Takeback events aim to reduce the number of homes that have opioid painkillers on hand, as well as other medicines that shouldn’t be kept around because of the risk of abuse—and shouldn’t be dumped in the trash or down the toilet either.
Also on Oct. 27, the U.S. Drug Enforcement Agency’s National Take Back Initiative includes take-back events at law enforcement locations around the country. Some law enforcement and pharmacy locations take unused medications back year-round.
Facts about prescription drug misuse:
70 percent of the opioids prescribed for surgery go unused, making them vulnerable to diversion and misuse.
Every 10 minutes a child visits the emergency room for medication poisoning.
Three in five teens say prescription pain medication is easy to get from their parents’ medicine cabinet
The Michigan State Police (MSP) is urging residents to discard expired, unused and unwanted pills during National Prescription Drug Take-Back Day this Saturday, one of two annual events held in partnership with the Drug Enforcement Administration (DEA) and other law enforcement agencies.
“Our troopers see daily the devastation caused by opioid and prescription drug abuse, accidental poisonings and overdoses,” said Col. Kriste Kibbey Etue, director of the Michigan State Police. “Please check your home and get rid of any medications you no longer need.”
MSP’s 30 posts will participate in the one-day ‘Take-Back’ effort from 10 a.m. to 2 p.m. on Saturday, Oct. 27, by serving as drop-off points. All collected pills will be destroyed, with no questions asked. Liquids, inhalers, patches and syringes cannot be accepted.
The state is using every available tool to combat the opioid epidemic. State agencies are collaborating to advance Michigan’s efforts related to fight this crisis. Efforts include:
- Providing online resources for patients, health professionals and communities about prevention and treatment of opioid abuse.
- The Michigan Automated Prescription System provides real-time prescription data and resources to better assess a patient’s risk for substance use disorder.
- Michigan State Police posts serving as drug take-back sites and providing the Angel Program for individuals struggling with addiction.

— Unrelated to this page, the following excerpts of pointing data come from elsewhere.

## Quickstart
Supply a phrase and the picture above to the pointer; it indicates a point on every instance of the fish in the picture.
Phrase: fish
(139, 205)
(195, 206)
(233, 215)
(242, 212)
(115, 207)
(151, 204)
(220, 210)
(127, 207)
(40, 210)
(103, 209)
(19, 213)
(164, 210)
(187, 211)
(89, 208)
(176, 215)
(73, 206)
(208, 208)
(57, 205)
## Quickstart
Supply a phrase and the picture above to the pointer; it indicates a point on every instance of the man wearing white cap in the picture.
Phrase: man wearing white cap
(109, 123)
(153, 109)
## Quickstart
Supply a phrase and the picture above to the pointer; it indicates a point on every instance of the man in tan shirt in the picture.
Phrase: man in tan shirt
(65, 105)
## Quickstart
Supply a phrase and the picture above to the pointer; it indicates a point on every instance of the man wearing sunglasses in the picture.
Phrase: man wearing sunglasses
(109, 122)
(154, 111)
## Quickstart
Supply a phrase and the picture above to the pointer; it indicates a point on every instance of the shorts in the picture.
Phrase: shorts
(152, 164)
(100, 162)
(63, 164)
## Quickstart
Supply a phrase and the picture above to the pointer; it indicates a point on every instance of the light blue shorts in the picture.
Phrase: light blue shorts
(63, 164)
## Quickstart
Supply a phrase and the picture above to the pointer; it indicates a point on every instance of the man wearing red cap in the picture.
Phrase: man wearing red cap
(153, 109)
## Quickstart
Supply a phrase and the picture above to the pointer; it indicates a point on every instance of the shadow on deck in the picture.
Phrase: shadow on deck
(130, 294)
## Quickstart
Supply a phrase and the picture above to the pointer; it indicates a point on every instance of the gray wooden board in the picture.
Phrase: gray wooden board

- Many State of Michigan agencies, communities and businesses throughout the state help with proper drug disposal of unwanted medications; and
- Issuing a standing order in May 2017 to pre-authorize the distribution of naloxone by pharmacists to those at risk of an opioid-related overdose, as well as family members, friends and other persons who may be able to assist a person at risk of overdose. Naloxone is a fast-acting, potentially life-saving medication that reverses opioid overdose.
Opioid Addiction Awareness Week efforts can be followed on social media using the hashtag #MIOpioidsAwareness.
National Prescription Drug Take-Back Day is held twice a year, in April and October. During the April 2018 effort, MSP posts collected roughly 966 pounds of prescription drugs.
Studies show that a majority of abused prescription drugs are obtained from family and friends, including from the home medicine cabinet. Further, disposing of unused medicines by flushing them down the toilet or throwing them in the trash can pose safety and health hazards.
Anyone who is unable to participate on National Prescription Drug Take-Back Day can anonymously surrender their prescription drugs at any MSP post, Monday through Friday from 8 a.m. to 4 p.m., excluding holidays.